Bar-tailed Godwit (Limosa lapponica)

WINTERING

DISTRIBUTION MAPS

Bar-tailed Godwit © Steve Round

Bar-tailed Godwit © Steve Round

Bar-tailed Godwits are record-breaking long-distance migrants, with satellite-tracked birds from the Alaskan breeding race flying non-stop for eight days, more than 11,000 km across the Pacific to winter in New Zealand. Those that we see in Cheshire and Wirral have not undertaken such prodigious journeys, but nevertheless have come here for the winter from breeding areas far to the northeast. A bird ringed at West Kirby in winter 1965/ 66 was shot on 20 May 1967 near Arkhangel in Russia (65°50´N 44°17´E), 2922 km away and still probably on its way to its breeding grounds on the Taimyr peninsula of Siberia.

The Atlas map shows that the main areas for them in the county are the north Wirral coast and the outer parts of the Dee estuary. Mockbeggar Wharf off Leasowe (SJ29R) is usually the most important feeding area for Bar-tailed Godwit, but the largest flocks recorded in a tetrad were 3,000 each on Hoylake Shore (SJ28E) and East Hoyle Bank (SJ29A), just offshore from there, in 2004/ 05. Away from the north Wirral, Bar-tailed Godwits are scarce, with a maximum during this Atlas of seven birds in the south Dee estuary, 21 in the Mersey estuary (SJ47I) and ten at Fiddler’s Ferry (SJ58M). They are seldom found in winter away from tidal areas, the last records listed in the annual bird reports being in November 1996 at Neumann’s Flash (SJ67T) and Tatton Park (SJ78K).

The Dee estuary is listed in the national WeBS reports as holding the eighth highest total of Bar-tailed Godwits, with a five-year peak mean of almost 2,800 birds (Musgrove et al 2007), but this is a meaningless figure because it averages one year’s low-tide feeding flocks (12,163 birds in 2001/ 02) with four years of roost counts ranging from 1,209 (2003/ 04) to as low as 127 birds in 2002/ 03. For feeding birds, the Dee and the north Wirral shore may well be the most important site in Britain, or perhaps in second place behind the Wash.
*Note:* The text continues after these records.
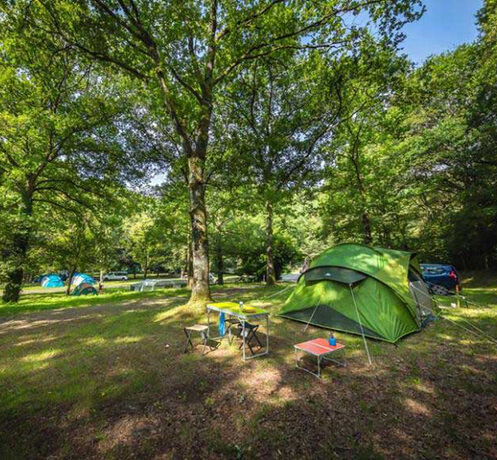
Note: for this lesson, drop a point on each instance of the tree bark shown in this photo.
(366, 228)
(69, 281)
(270, 271)
(200, 247)
(219, 260)
(189, 260)
(20, 246)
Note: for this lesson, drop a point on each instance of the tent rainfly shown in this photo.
(375, 292)
(82, 278)
(52, 281)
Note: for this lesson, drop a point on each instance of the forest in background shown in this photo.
(263, 155)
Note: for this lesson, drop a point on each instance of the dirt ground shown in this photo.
(112, 381)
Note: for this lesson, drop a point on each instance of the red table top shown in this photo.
(318, 347)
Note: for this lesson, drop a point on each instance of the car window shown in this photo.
(433, 271)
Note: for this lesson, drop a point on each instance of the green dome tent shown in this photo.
(375, 292)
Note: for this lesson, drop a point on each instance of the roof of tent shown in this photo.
(388, 266)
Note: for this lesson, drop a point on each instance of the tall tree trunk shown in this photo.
(270, 271)
(366, 228)
(20, 245)
(189, 261)
(200, 247)
(69, 281)
(145, 270)
(219, 259)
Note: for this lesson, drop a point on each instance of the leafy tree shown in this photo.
(186, 51)
(281, 115)
(55, 124)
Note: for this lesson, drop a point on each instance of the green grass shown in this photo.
(52, 301)
(106, 377)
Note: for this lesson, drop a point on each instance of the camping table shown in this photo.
(233, 309)
(319, 348)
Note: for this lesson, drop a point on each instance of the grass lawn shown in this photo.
(106, 377)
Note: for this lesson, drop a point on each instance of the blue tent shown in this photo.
(82, 278)
(52, 281)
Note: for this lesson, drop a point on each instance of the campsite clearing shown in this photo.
(111, 380)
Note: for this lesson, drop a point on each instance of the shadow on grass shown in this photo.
(40, 302)
(104, 384)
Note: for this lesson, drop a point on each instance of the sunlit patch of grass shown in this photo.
(37, 302)
(42, 356)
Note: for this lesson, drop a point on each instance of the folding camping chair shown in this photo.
(250, 332)
(204, 334)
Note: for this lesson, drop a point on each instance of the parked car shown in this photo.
(441, 275)
(116, 276)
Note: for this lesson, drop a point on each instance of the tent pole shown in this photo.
(360, 324)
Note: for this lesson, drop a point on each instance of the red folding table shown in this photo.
(319, 348)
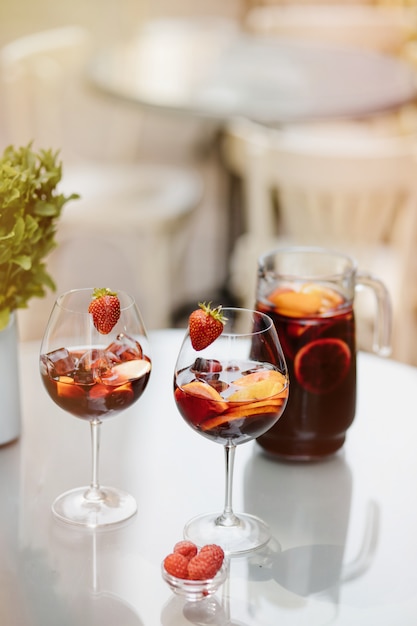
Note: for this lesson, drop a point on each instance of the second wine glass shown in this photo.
(94, 375)
(231, 392)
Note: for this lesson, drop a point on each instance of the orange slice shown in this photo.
(245, 410)
(258, 385)
(66, 388)
(330, 299)
(126, 371)
(295, 303)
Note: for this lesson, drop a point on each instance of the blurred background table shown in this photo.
(344, 547)
(213, 69)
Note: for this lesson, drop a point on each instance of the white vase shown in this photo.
(10, 417)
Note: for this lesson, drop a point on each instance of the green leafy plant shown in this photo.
(30, 206)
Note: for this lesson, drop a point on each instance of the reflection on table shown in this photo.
(212, 69)
(344, 547)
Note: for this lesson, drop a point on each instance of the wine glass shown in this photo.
(94, 376)
(231, 392)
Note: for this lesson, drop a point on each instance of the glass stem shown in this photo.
(94, 492)
(228, 518)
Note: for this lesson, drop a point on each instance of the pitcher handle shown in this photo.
(383, 325)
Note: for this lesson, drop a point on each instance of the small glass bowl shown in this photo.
(196, 589)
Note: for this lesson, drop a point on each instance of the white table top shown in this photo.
(346, 527)
(210, 68)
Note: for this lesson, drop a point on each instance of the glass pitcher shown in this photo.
(309, 293)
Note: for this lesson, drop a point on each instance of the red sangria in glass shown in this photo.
(94, 373)
(231, 392)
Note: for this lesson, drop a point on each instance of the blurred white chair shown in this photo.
(354, 193)
(381, 28)
(129, 228)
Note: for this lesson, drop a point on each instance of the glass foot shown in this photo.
(250, 533)
(109, 506)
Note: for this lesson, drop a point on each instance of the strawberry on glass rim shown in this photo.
(205, 325)
(105, 309)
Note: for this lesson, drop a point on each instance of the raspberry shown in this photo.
(176, 564)
(186, 548)
(215, 552)
(202, 566)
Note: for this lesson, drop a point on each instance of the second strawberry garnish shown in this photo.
(105, 309)
(205, 325)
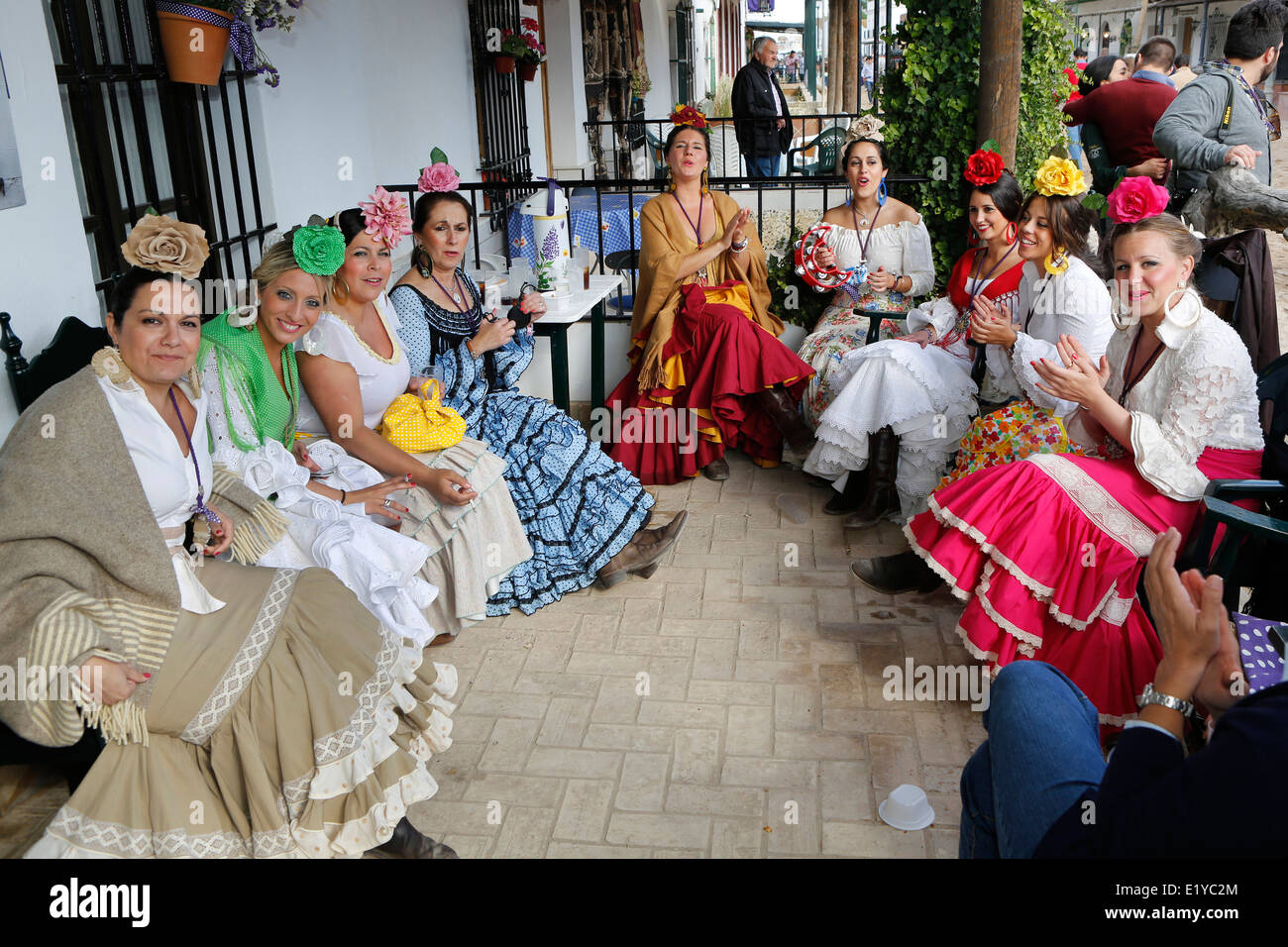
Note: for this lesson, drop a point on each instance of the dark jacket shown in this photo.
(1155, 801)
(756, 112)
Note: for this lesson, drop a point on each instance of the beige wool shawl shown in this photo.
(84, 569)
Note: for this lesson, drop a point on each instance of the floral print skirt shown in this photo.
(1010, 433)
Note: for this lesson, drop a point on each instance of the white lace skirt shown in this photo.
(923, 394)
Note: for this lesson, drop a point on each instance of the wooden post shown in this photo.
(1000, 54)
(853, 39)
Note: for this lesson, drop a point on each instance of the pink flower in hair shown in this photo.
(386, 217)
(438, 176)
(1136, 198)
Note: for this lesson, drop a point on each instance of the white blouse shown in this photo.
(168, 478)
(1073, 303)
(378, 379)
(901, 249)
(1202, 392)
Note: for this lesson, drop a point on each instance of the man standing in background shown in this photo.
(760, 118)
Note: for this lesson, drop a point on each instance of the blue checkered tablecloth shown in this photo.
(619, 224)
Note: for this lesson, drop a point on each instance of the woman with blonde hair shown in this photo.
(1046, 552)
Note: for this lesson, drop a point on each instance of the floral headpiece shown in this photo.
(984, 166)
(1136, 198)
(166, 245)
(318, 248)
(386, 217)
(438, 175)
(688, 115)
(1059, 176)
(866, 127)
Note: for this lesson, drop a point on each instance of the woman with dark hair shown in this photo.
(1061, 294)
(352, 368)
(906, 402)
(215, 686)
(704, 350)
(885, 236)
(1046, 552)
(584, 514)
(1104, 175)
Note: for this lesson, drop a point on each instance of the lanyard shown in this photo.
(211, 517)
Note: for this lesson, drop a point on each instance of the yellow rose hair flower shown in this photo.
(1059, 176)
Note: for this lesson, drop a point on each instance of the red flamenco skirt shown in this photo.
(1046, 553)
(716, 359)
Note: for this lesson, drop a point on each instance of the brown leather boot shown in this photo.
(407, 843)
(643, 553)
(786, 415)
(883, 497)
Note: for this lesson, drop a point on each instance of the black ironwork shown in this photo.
(142, 141)
(502, 112)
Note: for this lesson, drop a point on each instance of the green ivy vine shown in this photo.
(930, 105)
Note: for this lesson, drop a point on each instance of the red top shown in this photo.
(1126, 112)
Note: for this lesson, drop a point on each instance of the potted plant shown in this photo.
(194, 38)
(513, 46)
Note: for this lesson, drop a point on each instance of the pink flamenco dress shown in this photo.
(1046, 552)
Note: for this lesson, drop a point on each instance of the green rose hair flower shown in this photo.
(318, 249)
The explanation for this is just the same as for Knot. Until 1979/ 80, Bar-tailed Godwits used to spend all winter on the Dee, with a maximum count of 11,149 in February 1977, but in 1980/ 81 the birds feeding on the Dee suddenly shifted to roost on the Alt estuary to avoid the frequent disturbance from dog-walkers, horse-riders and anglers (Mitchell et al 1988). Even with the area patrolled by the Dee Estuary Voluntary Wardens, the godwits have never come back to roost on high tides on the Dee, although clearly the feeding is good and foraging birds are around in near-record numbers.

Female Bar-tailed Godwits are larger, with longer legs and bills, and feed in deeper water: they monopolise the better quality foraging areas along the tide-edge, leaving males to feed more on the exposed intertidal mud flats. The species’ favourite prey is lugworms arenicola, which tend to be found in the sandier areas, not used as much by other waders. These burrow too deep even for the godwits’ long bills to reach, so they wait for them to come to the surface then run to probe in the newly formed worm cast. They also take large ragworms nereis, with some smaller worms and macoma molluscs.